I was there with my bud "wave1". The day turned into an epic. Sorry to have to report that there is also a rope in the rio somewhere below mud slide. I believe that is the name of the drop. I've never left a rope in the rio in 20 years of boating. Not ok. I've called Four Corners and several raft companies down there to give them a heads up.


----------



## craven_morhead (Feb 20, 2007)

Update the swim board!


----------



## grin1 (Feb 2, 2014)

On lost rope posting I said I'd be floating from 160 down to the lake this weekend; if I come across your boat, I'll strap it on and bring it out; I'll also take some pulleys, etc., it case it is flooded and pinned. Hopefully it isn't in a side channel or braid we don't take! Glad you are all okay; the loss of rope and boat suck, but better than a life.


----------



## mania (Oct 21, 2003)

grin1 said:


> I'd be floating from 160 down to the lake this weekend


extremely unlikely it went that far.


----------



## Phil U. (Feb 7, 2009)

mania said:


> extremely unlikely it went that far.


I agree but I paddled out to the campground and never saw it. Talked to a guide who is very familiar with the run and he said often when carnage happens at the drop above Lucifers AKA ? that boats end up left of that island. I was on river right scouting that rapid as best I could before running it solo and couldn't see all of the left side of the island. I wouldn't be surprised if its in there. Its even possible its on the right in there cuz I was so focused on getting through that mank that I wasn't scanning the holes far right in there as I went by but I doubt it.


----------



## mania (Oct 21, 2003)

There is a boat catching eddy on river right below Lucifers maybe 1/2 mile down that would be the first place I would look.
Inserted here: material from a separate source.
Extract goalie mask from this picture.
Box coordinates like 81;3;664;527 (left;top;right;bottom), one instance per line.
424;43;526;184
if he swam in/above first mud I have also extracted 2 kayaks on different occasions from right under the river right pourover.


----------



## Phil U. (Feb 7, 2009)

Yeah he swam in the pourover in First Mud. I last saw the boat disappearing down river from there. I had set safety for him so after getting him to shore I had to run back up, run the drop, and chase his boat but once I got downstream aways I stopped cuz I didn't want to get so far down we lost touch with each other. Ferried him to rio left and he finally found a soft spot in the canyon wall above the last drop above Lucifer's. By then quite a bit of time had passed. I was sure I would find it fetched somewhere just around "the next bend".


----------



## storm11 (Feb 10, 2006)

Found your boat. Its on its way to 4Corners Riversports. Unfortunately its not in awesome shape.


----------



## Phil U. (Feb 7, 2009)

Awesome! Where was it?


----------



## storm11 (Feb 10, 2006)

It was on the left at the bottom of Lucifer's I believe.


----------



## wave1 (Nov 3, 2007)

*lost karma on piedra*

Awesome ! That's where we thought it might be. Didn't think it would make it to hwy bridge or ranch fences down below. Have called 4corners to let me know, when it shows up. Will notify you when I pickup for reward$. There are two items I'm particularly interested in, that I hope are still in the boat. Many thanks.


----------



## wave1 (Nov 3, 2007)

*lost karma on piedra*

Big shout out for the crew from 4Corners who found my Karma, which is still good shape. The boat has character now! thank you, thank you.Tony has your reward.


----------